In general, central sterile processing is the core department responsible for the majority of items reprocessed. The primary function of a central processing department is to provide services ensuring that reusable medical devices and equipment are cleaned, disinfected or sterilized appropriately prior to use. The primary function of the receivers of these services, i.e. clinical departments, is to provide diagnostic, empiric or therapeutic interventions. In many hospitals, clinical departments like the operating room, endoscopy, anesthesia, respiratory care and radiology are also responsible for high level disinfection and sterilization procedures. No matter where items are reprocessed, there are universal procedures that should be followed to ensure that medical devices are safe and ready for use (, 2003).
Recent data strongly confirm that these strategies may only be effective over prolonged periods if they can be integrated into the behavior of all staff members who are involved in client care. Accordingly, infection control measures are to be viewed as a priority and have to be integrated fully into the continuous process of improvement of the quality of care ( 2001).

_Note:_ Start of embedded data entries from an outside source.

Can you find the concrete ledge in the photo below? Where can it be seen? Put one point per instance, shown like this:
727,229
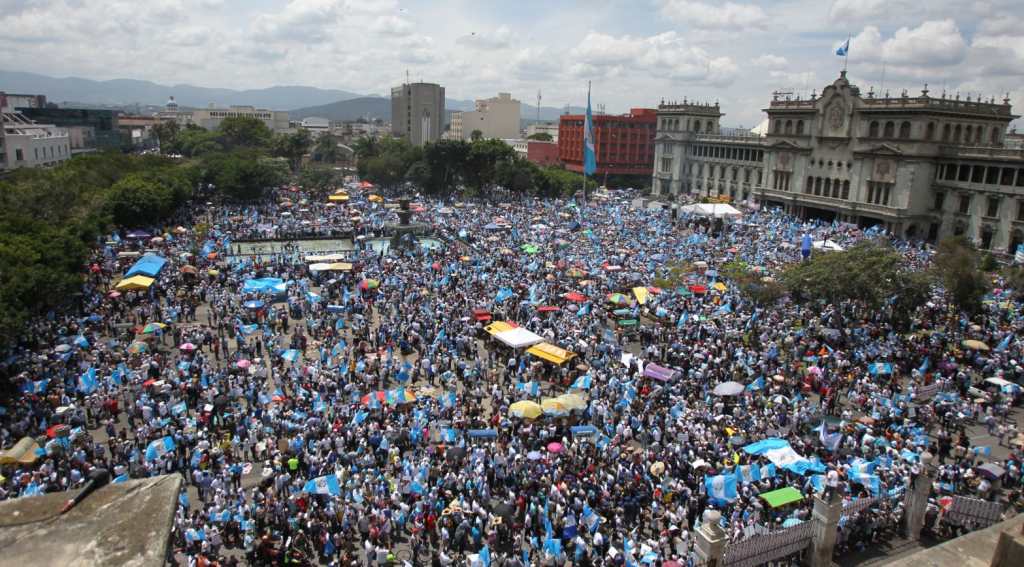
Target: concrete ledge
974,550
125,524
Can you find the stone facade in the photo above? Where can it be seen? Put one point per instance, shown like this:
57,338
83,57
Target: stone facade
923,167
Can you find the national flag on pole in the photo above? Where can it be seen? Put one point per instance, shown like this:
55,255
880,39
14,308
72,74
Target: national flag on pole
327,484
844,48
589,153
160,447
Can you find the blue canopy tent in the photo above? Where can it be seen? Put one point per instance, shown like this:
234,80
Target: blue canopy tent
148,265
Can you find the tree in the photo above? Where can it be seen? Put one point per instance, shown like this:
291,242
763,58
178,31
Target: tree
292,146
135,201
326,150
318,180
957,266
869,272
244,132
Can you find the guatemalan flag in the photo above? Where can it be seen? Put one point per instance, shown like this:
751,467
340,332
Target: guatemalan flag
589,154
722,487
160,447
324,485
844,48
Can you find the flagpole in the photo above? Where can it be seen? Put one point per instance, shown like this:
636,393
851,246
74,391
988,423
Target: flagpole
846,54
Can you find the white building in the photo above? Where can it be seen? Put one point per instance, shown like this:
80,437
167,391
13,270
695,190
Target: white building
923,167
25,143
315,126
549,128
211,117
495,118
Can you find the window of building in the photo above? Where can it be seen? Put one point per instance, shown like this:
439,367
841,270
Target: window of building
965,205
992,209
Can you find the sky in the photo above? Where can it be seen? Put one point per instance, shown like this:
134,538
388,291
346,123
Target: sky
634,52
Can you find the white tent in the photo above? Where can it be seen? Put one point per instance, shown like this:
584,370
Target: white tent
518,338
718,210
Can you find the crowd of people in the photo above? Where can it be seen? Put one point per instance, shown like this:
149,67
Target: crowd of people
366,412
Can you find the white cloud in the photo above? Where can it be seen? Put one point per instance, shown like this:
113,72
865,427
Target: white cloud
499,39
714,16
769,61
665,54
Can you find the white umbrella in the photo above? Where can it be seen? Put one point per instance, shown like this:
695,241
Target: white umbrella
728,389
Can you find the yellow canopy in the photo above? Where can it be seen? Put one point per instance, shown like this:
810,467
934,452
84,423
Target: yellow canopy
641,294
24,452
526,409
135,282
551,353
499,326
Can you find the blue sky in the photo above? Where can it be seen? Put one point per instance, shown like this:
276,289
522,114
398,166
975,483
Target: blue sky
635,52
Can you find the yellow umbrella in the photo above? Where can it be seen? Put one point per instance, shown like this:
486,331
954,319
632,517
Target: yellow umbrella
974,345
553,406
135,282
526,409
572,401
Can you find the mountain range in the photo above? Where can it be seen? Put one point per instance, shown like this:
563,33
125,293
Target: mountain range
300,101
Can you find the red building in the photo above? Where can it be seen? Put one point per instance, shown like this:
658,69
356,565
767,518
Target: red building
542,153
624,143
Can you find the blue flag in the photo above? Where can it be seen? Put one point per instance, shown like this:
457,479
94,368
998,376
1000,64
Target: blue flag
844,49
589,153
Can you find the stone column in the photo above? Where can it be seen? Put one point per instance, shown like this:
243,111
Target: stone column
916,497
825,517
711,538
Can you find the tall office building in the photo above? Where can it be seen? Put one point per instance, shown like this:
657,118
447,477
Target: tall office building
418,112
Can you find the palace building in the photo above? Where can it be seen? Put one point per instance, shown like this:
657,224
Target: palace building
923,167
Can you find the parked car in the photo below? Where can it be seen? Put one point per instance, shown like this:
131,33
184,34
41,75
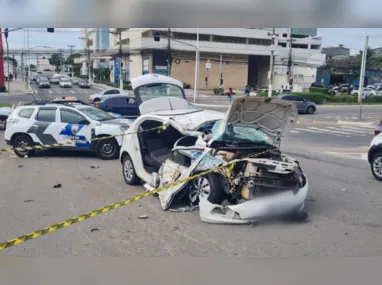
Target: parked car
193,141
367,92
122,105
375,156
303,105
43,82
65,83
378,128
4,114
99,96
83,84
68,121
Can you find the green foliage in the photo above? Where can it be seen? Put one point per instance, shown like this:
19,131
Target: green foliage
324,91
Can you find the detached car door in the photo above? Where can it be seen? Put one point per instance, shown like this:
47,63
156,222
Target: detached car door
74,128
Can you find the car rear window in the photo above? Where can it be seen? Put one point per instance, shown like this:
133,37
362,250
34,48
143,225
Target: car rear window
46,115
26,113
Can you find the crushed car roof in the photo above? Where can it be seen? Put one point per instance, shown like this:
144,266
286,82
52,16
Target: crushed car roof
154,78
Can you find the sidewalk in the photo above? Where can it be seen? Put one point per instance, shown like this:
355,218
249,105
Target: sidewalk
17,87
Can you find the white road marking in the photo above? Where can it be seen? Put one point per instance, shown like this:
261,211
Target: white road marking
356,133
329,131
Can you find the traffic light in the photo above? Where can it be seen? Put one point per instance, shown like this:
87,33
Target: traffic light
157,36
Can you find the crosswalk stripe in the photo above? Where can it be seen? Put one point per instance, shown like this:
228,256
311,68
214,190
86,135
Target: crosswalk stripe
329,131
320,132
368,131
356,133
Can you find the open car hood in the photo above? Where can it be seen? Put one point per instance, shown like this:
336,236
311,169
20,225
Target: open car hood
273,116
163,104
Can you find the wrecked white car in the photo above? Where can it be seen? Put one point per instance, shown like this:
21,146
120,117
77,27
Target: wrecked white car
262,181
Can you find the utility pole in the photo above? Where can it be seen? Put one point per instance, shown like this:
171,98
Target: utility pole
362,76
88,52
271,65
71,49
290,60
169,57
119,33
197,59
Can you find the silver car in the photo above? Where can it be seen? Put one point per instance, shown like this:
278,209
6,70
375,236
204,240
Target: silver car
303,105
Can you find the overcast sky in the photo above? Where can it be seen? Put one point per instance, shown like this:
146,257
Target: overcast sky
349,37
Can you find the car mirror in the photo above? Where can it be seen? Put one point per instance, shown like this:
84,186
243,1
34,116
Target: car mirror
84,122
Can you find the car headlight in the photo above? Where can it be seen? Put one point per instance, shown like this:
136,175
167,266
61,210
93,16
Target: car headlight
124,129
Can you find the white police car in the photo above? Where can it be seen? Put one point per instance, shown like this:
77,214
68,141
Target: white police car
64,121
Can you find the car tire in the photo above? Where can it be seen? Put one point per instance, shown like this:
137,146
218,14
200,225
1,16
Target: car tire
310,110
3,122
376,162
107,149
128,171
20,141
197,186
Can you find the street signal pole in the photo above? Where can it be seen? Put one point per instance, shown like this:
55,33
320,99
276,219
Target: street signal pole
271,65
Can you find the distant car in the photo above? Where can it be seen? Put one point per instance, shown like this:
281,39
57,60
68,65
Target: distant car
303,105
65,83
119,104
378,129
368,92
4,114
375,156
99,96
83,84
43,82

Local and national agencies, along with the national department concerned on health, should send inspectors to the hospital and surgery centers to observe staff and question them about how they clean, reprocess and maintain equipment used in endoscopy. This should be done to all hospitals including my place of employment. They should also check the credentials of physicians or nurses performing endoscopies and require that any accidents or infections be reported.

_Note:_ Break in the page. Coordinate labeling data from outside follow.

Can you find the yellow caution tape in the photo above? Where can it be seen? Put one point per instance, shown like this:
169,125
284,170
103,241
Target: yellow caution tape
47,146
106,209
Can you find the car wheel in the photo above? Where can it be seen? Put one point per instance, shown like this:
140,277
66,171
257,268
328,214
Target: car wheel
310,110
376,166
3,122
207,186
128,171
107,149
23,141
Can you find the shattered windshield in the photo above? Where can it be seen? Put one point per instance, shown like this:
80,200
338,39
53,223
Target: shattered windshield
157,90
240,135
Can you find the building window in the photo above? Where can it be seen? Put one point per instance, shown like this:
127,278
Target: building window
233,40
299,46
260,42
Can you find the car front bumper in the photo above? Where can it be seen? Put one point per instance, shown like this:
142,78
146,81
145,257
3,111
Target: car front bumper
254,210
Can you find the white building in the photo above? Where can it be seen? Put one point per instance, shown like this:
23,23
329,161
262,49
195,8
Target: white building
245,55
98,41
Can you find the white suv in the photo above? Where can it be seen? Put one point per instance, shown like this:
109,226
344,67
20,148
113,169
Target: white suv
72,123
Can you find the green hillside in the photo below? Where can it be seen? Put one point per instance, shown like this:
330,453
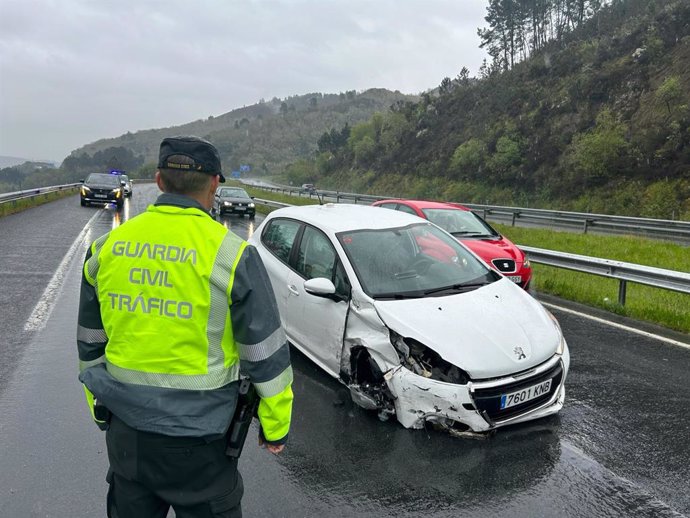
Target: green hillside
596,120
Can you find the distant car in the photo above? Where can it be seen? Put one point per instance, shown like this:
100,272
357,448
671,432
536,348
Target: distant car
233,200
127,186
101,188
411,321
496,250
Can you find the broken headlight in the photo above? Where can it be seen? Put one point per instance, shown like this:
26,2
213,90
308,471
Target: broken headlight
425,362
561,339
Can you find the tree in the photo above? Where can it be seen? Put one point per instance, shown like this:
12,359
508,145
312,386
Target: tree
600,153
446,86
468,158
670,94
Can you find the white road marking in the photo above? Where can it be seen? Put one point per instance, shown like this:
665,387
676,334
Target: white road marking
619,326
46,303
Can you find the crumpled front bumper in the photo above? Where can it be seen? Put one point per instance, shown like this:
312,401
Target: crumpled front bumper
419,399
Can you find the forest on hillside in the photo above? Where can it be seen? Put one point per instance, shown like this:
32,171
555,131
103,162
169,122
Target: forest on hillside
588,114
266,136
583,105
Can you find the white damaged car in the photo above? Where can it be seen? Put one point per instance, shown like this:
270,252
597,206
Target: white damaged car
410,320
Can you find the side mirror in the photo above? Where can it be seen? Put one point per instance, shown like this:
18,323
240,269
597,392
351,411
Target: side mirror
319,287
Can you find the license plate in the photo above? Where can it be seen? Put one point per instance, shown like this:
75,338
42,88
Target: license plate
524,395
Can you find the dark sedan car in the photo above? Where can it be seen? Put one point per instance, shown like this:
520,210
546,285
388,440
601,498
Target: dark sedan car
233,200
102,188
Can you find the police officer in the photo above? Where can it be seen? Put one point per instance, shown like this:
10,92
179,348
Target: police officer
173,306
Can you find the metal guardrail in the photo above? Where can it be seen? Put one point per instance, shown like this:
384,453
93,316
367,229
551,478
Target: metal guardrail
585,221
271,203
623,272
654,228
31,193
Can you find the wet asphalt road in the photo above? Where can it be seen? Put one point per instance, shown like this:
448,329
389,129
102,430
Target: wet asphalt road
619,447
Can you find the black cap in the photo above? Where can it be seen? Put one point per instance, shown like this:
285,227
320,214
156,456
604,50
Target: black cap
203,154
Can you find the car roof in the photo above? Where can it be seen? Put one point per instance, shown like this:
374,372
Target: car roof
425,204
343,217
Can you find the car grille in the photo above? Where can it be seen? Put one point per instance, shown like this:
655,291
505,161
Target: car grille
489,400
504,265
101,191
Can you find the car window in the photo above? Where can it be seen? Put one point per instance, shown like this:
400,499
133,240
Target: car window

The staff in the hospital should also hold monthly meetings and assessment of infection control procedures. Also, there should be a monthly check up of the equipments used in endoscopy and ensure that they aren’t at all likely to cause infections in patients. Education should also be provided to nurses and policies and guidelines on the use of the endoscope and in minimizing infection should take place in the hospital.
These recommended practices and other recommendations are intended as an achievable recommendation representing what is believed to be an optimal level of practice. Policies and procedures will reflect variations in practice settings and/or clinical situations that determine the degree to which the recommended practices can be implemented.

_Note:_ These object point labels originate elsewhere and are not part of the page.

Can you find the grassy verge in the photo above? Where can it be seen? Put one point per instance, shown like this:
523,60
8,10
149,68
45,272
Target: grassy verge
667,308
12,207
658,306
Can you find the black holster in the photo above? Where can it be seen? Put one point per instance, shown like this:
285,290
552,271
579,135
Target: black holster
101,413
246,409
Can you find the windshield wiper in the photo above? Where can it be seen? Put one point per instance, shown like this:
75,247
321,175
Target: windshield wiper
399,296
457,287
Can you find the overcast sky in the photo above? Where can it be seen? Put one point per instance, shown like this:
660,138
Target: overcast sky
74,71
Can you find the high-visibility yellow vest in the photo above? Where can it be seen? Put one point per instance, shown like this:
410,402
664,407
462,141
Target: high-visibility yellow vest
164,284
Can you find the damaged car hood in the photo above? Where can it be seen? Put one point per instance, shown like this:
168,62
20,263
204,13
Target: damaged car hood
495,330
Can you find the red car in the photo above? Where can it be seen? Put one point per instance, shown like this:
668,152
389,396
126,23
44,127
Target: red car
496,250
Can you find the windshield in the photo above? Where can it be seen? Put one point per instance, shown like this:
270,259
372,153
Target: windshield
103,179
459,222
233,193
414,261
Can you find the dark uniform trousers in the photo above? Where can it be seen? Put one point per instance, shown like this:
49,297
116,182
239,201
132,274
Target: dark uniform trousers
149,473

Patient safety should be the number one concern before, during and after each procedure in any hospital. A detailed knowledge of the epidemiology, based on adequate surveillance methodologies, is necessary to understand the pathophysiology and the rationale of preventive strategies that have been demonstrated to be effective. In my area of work, the principles of general preventive measures such as the implementation of standard and isolation precautions should be reviewed. Isolation precautions are used to help prevent spread of infection. These are procedures that include separating the patient from an environment so that the risk of infection will be lessened. This could be done in the hospital in order to reduce the incidence of infections from endoscopy procedures.
The success of the nurse who practices infection-control techniques is measured by determining whether the goals for reducing or preventing infection are achieved. A comparison of the client’s response, such as absence of fever or development of wound drainage, with expected outcomes determines the success of nursing interventions.